All my life I have suffered with social anxiety, but up until about six years ago I just thought it was extreme nerves that no one else seemed to have. From as far back as I can remember in my school days, I have never been able to stand up in front of a class without a mixture of things happening. I can recall one time in year six clearly.

It was Geography class, presentation day. It was always bloody presentation day in that class I swear. We always had to swap pairs every week, work with someone different to 'get to know each other', even though I'd known most of them since reception. The whole 'change' every week alone freaked me out, why couldn't I grow comfortable with one partner for that term? This time I was working with someone who I'd grown up with, but hardly knew. The teacher would never tell us when our presentation would be, whether it was that day, tomorrow.. next week even. So of course, the entire lesson I could not concentrate and my heart was thudding so hard I believed everyone could hear it.

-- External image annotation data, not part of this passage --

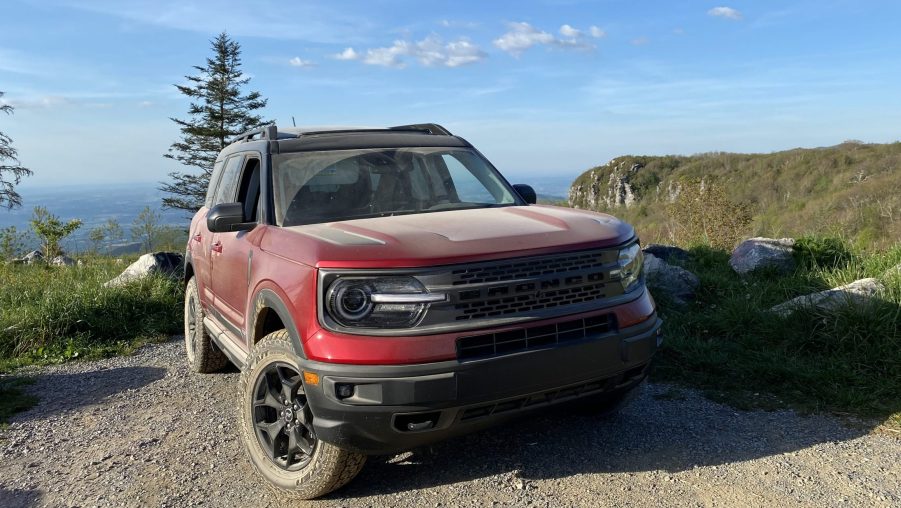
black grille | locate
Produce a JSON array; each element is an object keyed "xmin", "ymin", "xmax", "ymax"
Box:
[
  {"xmin": 457, "ymin": 314, "xmax": 616, "ymax": 360},
  {"xmin": 453, "ymin": 251, "xmax": 604, "ymax": 286},
  {"xmin": 450, "ymin": 249, "xmax": 622, "ymax": 321},
  {"xmin": 454, "ymin": 283, "xmax": 607, "ymax": 321},
  {"xmin": 460, "ymin": 365, "xmax": 646, "ymax": 421}
]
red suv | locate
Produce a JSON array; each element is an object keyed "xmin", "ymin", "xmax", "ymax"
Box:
[{"xmin": 185, "ymin": 124, "xmax": 661, "ymax": 498}]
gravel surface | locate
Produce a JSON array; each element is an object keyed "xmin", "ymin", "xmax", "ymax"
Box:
[{"xmin": 0, "ymin": 340, "xmax": 901, "ymax": 507}]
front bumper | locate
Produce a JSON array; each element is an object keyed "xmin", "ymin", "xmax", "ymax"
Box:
[{"xmin": 303, "ymin": 314, "xmax": 662, "ymax": 455}]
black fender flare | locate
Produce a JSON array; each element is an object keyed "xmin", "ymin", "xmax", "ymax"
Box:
[{"xmin": 248, "ymin": 288, "xmax": 307, "ymax": 360}]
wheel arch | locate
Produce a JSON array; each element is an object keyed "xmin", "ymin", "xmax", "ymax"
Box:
[{"xmin": 247, "ymin": 288, "xmax": 307, "ymax": 359}]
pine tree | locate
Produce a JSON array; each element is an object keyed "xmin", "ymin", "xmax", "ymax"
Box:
[
  {"xmin": 0, "ymin": 92, "xmax": 31, "ymax": 210},
  {"xmin": 160, "ymin": 32, "xmax": 269, "ymax": 212}
]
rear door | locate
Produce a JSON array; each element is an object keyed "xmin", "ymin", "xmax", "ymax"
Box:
[{"xmin": 211, "ymin": 153, "xmax": 263, "ymax": 347}]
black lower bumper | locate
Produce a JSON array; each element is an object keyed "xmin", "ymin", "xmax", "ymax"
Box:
[{"xmin": 303, "ymin": 316, "xmax": 661, "ymax": 454}]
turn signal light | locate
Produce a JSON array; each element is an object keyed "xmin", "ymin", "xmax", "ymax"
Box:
[{"xmin": 303, "ymin": 371, "xmax": 319, "ymax": 386}]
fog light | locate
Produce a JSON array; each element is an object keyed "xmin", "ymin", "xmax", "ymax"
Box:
[{"xmin": 335, "ymin": 383, "xmax": 354, "ymax": 399}]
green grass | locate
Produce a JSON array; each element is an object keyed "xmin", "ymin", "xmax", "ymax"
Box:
[
  {"xmin": 0, "ymin": 377, "xmax": 38, "ymax": 429},
  {"xmin": 655, "ymin": 238, "xmax": 901, "ymax": 429},
  {"xmin": 0, "ymin": 257, "xmax": 182, "ymax": 372}
]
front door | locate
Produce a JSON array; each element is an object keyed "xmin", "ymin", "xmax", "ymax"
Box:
[{"xmin": 211, "ymin": 155, "xmax": 264, "ymax": 349}]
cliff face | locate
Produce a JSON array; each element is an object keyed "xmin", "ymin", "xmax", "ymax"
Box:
[{"xmin": 569, "ymin": 159, "xmax": 642, "ymax": 210}]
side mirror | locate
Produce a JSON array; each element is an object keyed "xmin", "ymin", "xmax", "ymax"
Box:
[
  {"xmin": 513, "ymin": 183, "xmax": 538, "ymax": 205},
  {"xmin": 206, "ymin": 203, "xmax": 257, "ymax": 233}
]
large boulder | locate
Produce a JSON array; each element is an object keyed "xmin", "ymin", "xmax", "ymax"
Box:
[
  {"xmin": 644, "ymin": 254, "xmax": 700, "ymax": 304},
  {"xmin": 104, "ymin": 252, "xmax": 184, "ymax": 287},
  {"xmin": 729, "ymin": 238, "xmax": 795, "ymax": 275},
  {"xmin": 641, "ymin": 243, "xmax": 691, "ymax": 263},
  {"xmin": 10, "ymin": 250, "xmax": 44, "ymax": 265},
  {"xmin": 770, "ymin": 278, "xmax": 885, "ymax": 316},
  {"xmin": 50, "ymin": 254, "xmax": 76, "ymax": 266}
]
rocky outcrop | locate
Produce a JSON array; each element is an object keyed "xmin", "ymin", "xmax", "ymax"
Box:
[
  {"xmin": 641, "ymin": 243, "xmax": 691, "ymax": 263},
  {"xmin": 644, "ymin": 254, "xmax": 700, "ymax": 304},
  {"xmin": 568, "ymin": 159, "xmax": 642, "ymax": 210},
  {"xmin": 770, "ymin": 278, "xmax": 885, "ymax": 316},
  {"xmin": 104, "ymin": 252, "xmax": 184, "ymax": 287},
  {"xmin": 729, "ymin": 238, "xmax": 795, "ymax": 275}
]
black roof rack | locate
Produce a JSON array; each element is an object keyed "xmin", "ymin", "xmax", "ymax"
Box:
[
  {"xmin": 388, "ymin": 123, "xmax": 453, "ymax": 136},
  {"xmin": 231, "ymin": 124, "xmax": 278, "ymax": 143},
  {"xmin": 225, "ymin": 123, "xmax": 453, "ymax": 143}
]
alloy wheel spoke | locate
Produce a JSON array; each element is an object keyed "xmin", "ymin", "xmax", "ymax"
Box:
[{"xmin": 295, "ymin": 427, "xmax": 315, "ymax": 457}]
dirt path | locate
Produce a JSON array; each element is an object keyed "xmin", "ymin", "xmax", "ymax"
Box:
[{"xmin": 0, "ymin": 341, "xmax": 901, "ymax": 507}]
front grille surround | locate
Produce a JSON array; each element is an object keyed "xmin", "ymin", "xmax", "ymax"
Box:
[{"xmin": 318, "ymin": 240, "xmax": 643, "ymax": 336}]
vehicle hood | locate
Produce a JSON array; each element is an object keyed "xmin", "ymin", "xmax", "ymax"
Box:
[{"xmin": 261, "ymin": 205, "xmax": 635, "ymax": 268}]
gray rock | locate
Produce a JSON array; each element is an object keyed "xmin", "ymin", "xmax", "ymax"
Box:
[
  {"xmin": 104, "ymin": 252, "xmax": 184, "ymax": 287},
  {"xmin": 729, "ymin": 238, "xmax": 795, "ymax": 275},
  {"xmin": 770, "ymin": 278, "xmax": 885, "ymax": 316},
  {"xmin": 50, "ymin": 254, "xmax": 75, "ymax": 266},
  {"xmin": 644, "ymin": 254, "xmax": 700, "ymax": 304},
  {"xmin": 642, "ymin": 243, "xmax": 691, "ymax": 263}
]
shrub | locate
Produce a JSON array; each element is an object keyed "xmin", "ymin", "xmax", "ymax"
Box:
[{"xmin": 667, "ymin": 179, "xmax": 751, "ymax": 249}]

Finally, my turn. Wait, what?

I'm standing in front of the class, and my legs start turning to jelly but as my mum always tells me 'no one will be listening, everyone is focused on their own presentations to come'. But we were one of the last few pairs, of course. Everyone seemed to be paying attention. I could feel my face getting hotter and hotter, the rest of me burning up as rashes appeared and my face turned red. When it was my turn to speak, my throat closed up and I found it difficult to get words out so I would rush it, babble. My hands are clutched to my script, but it's still shaking violently for everyone to see. Once the hell is over, for the week, I sit back down to hear one of my classmates say 'Aw she's shaking so badly' and 'she's so red', people even telling me I'm red. Wow, as if I didn't know. Also, how does that help?

That's just one of the hundreds of times I've felt this way, and I've got worse since. Because at school, at the end of a bad anxious day, you can go home. To the safety of your parents, and familiarities and 'predictiveness'. But now I am 21, living away from home for university.